One in five CAO applicants achieved at least 500 points, pushing requirements for a college place to spectacular new heights this year.
Among them were 577 students who hit the points ceiling of 625, more than double last year's figure of 207.
The release of CAO Round One offers revealed how Leaving Cert grades fuelled across-the-board points rises, despite the creation of 6,300 new college places.
This was an unprecedented 12pc increase in a single year.
Seven courses breached the 600 points mark - four in Trinity College Dublin (TCD), two in University College Dublin (UCD) and one in University College Cork (UCC).
Last year was the first time the Leaving Cert points needed for any course exceeded 600.
However, the 4.4pc grade inflation in this year's results broke new ground.
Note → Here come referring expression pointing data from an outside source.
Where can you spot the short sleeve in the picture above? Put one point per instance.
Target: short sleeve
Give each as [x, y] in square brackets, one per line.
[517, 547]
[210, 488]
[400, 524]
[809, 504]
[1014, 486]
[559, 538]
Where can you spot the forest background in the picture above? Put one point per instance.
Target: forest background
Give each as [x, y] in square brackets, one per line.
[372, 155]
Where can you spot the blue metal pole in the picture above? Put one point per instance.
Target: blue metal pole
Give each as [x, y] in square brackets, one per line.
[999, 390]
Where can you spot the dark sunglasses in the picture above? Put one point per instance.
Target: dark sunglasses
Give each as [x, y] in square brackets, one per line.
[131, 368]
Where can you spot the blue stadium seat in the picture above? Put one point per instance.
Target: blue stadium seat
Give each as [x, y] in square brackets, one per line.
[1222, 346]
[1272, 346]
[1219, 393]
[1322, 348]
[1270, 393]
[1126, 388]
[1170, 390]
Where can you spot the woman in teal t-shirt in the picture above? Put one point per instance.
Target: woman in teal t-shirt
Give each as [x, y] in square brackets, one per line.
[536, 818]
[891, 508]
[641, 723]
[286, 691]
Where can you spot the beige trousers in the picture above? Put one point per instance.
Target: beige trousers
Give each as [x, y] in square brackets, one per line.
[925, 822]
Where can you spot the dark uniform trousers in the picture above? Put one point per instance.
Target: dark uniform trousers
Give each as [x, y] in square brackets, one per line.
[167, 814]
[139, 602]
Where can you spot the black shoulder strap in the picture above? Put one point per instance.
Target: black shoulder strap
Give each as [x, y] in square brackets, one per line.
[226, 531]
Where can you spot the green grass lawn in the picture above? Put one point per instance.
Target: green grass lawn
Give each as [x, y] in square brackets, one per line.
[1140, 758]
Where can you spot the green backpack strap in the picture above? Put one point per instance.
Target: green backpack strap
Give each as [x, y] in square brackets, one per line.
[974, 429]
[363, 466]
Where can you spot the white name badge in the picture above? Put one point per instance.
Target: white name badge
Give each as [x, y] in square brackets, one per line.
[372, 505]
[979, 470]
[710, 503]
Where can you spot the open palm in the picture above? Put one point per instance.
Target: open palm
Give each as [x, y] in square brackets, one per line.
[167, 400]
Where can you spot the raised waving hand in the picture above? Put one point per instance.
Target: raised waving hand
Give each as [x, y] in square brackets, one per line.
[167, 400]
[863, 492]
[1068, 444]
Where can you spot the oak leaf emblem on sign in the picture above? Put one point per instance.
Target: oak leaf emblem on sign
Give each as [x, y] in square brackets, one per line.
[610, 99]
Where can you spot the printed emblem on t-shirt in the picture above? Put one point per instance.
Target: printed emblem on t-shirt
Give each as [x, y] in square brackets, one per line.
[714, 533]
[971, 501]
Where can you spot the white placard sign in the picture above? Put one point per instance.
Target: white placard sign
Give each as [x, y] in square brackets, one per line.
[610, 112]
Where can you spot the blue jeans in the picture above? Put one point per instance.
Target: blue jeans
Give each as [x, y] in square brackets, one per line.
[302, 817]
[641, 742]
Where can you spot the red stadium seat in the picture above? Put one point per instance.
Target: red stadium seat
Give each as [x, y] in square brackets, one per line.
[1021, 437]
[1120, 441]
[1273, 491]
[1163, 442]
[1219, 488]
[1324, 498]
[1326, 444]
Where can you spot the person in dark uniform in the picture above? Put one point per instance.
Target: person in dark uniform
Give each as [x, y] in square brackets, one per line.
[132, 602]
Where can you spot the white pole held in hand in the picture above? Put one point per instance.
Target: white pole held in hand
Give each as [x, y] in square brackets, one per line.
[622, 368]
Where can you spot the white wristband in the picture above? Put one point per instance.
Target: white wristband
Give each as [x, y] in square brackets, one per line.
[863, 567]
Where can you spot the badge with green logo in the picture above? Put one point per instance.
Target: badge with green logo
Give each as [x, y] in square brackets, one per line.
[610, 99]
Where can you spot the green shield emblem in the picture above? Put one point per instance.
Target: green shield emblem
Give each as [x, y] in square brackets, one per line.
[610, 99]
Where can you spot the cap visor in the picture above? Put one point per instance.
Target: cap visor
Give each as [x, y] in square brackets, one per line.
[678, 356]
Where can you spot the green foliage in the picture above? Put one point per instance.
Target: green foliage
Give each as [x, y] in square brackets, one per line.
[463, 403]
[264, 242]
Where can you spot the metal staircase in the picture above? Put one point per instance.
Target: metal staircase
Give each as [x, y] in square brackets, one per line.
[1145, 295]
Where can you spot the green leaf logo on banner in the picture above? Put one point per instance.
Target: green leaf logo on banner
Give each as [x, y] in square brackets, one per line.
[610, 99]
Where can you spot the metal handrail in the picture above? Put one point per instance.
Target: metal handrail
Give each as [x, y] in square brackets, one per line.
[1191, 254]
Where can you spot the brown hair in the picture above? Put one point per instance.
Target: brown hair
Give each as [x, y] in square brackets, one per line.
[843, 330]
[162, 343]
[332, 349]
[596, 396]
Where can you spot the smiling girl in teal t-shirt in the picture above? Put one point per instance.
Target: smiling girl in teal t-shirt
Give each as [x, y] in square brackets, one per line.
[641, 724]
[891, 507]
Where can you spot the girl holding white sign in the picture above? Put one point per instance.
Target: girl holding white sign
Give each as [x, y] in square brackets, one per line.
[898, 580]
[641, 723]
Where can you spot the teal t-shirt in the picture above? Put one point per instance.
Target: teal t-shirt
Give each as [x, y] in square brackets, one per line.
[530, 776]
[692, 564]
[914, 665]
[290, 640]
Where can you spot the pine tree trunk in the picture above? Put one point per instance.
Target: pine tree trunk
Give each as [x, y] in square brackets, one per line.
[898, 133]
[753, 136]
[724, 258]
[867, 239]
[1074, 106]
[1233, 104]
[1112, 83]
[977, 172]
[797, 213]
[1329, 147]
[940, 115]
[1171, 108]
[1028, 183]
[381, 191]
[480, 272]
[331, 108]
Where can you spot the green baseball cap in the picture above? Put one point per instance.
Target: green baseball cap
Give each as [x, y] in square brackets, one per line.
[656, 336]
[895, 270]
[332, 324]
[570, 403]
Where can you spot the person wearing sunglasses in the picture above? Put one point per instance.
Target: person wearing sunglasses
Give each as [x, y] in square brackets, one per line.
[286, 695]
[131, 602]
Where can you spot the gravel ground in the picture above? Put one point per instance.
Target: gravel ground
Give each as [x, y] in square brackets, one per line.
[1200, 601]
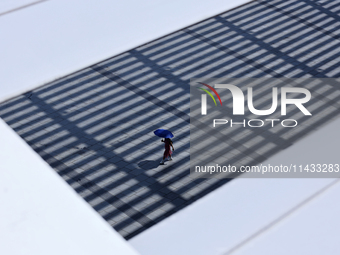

Significant points increases were recorded across a swathe of disciplines, from Medicine and other health professional courses, to Business to Law to Post-Primary Teaching, but there was comfort with some large intake Arts programmes dropping or staying relatively stable, around the 300s.
This year's points requirements would have been even higher, especially for high-demand courses, were it not for the extra college places, 2,225 of which were created in the past fortnight.
CAO made a record 53,815 offers in yesterday's Round 1, up from 51,513 last year. It included 47,162 offers for honours degree (Level 8) courses, up 4,311 on last year.
Among applicants for honours degree courses, 37,678 received their top choice, up on 24,458 in 2019.
However, although the number is up in absolute terms, the proportion receiving their first preference dipped slightly from 53pc to 52pc.
Some 80pc of Level 8 applicants received one of their top three choices, also down slightly from last year, when it was 81pc.
At Level 7/6 (ordinary degree/higher certificate), 90pc received an offer, and 98pc received one of their top three choices, comparable with last year.
However, many hard-working students were disappointed, including those achieving at the highest level, because of the stiffer competition due to the better grades.
Already students, parents and schools, particularly in the fee-paying and 'grinds' school sector, have voiced alarm over how calculated grades were awarded.
They are angry that marks awarded by teachers for calculated grades were lowered in the process to standardising results across all schools.